Acemoglu, D., Ozdaglar, A. & Tahbaz-Salehi, A. (2015) “Microeconomic origins of macroeconomic tail risks, VoxEU Organisation, 27 Μαρτίου.

 

Understanding large economic downturns is one of macroeconomics’ central goals. This column argues that imbalances in input-output linkages can interact with firm-level shocks to produce output fluctuations that are much larger than the underlying shocks. The result can be large cycles arising from small, firm-level shocks. It is thus important to study the determinants of large economic downturns separately. Macroeconomic tail risks may vary significantly even across economies that exhibit otherwise identical behaviour for moderate deviations.

Most empirical studies in macroeconomics approximate the deviations of aggregate economic variables (such as the GDP) from their trends with a normal distribution.
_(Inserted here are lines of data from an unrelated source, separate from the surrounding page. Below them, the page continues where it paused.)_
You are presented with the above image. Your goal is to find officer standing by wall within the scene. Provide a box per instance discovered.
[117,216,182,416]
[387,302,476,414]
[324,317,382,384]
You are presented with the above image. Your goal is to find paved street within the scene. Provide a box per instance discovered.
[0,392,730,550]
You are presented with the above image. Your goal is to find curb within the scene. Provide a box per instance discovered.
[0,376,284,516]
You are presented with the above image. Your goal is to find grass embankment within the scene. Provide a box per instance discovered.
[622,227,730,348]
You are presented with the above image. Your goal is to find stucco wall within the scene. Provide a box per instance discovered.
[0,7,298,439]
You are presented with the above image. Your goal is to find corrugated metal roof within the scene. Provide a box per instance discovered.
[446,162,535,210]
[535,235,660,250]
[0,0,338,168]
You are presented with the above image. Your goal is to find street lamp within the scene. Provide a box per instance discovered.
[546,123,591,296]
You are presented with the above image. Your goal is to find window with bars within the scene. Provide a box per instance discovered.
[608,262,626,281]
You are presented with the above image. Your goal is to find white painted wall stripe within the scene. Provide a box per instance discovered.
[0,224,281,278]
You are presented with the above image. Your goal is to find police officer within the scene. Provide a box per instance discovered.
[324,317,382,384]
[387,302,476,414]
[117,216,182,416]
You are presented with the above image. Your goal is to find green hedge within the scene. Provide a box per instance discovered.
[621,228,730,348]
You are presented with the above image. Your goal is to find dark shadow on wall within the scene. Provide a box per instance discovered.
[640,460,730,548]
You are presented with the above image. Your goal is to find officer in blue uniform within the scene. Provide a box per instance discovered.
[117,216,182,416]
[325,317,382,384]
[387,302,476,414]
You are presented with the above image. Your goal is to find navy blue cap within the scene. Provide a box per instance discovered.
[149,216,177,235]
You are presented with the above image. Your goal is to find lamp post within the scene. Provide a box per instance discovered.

Besides analytical convenience, such an approximation has been relatively successful in capturing some of the more salient features of the behaviour of aggregate variables in the US and other OECD countries.

Macroeconomic tail risks

A number of recent studies (see Fagiolo et al. 2008), however, have documented that the distributions of GDP growth rate in the US and many OECD countries do not follow the normal, or bell-shaped distribution. Large negative or positive growth rates are more common than the normal distribution would suggest. That is to say, the distributions exhibit significantly heavier ‘tails’ relative to that of the normal distribution. Using the normal distribution thus severely underpredicts the frequency of large economic downturns.

This divergence can be seen clearly in Figure 1. Panel (a) depicts the quantile-quantile plot of post-war US GDP growth rate (1947:QI to 2013:QIII) versus the normal distribution after removing the top and bottom 5% of data points. The close correspondence between this dataset and the normal distribution, shown as the dashed red line, suggests that once large deviations are excluded, the normal distribution is indeed a good candidate for approximating GDP fluctuations. Panel (b) shows the same quantile-quantile plot for the entire US post-war sample. It is easy to notice that this graph exhibits sizeable and systematic deviations from the normal line at both ends. Together, these plots suggest that even though the normal distribution does a fairly good job in approximating the nature of fluctuations during most of the sample, it severely underestimates the most consequential fact about business cycle fluctuations, namely, the frequency of large economic contractions.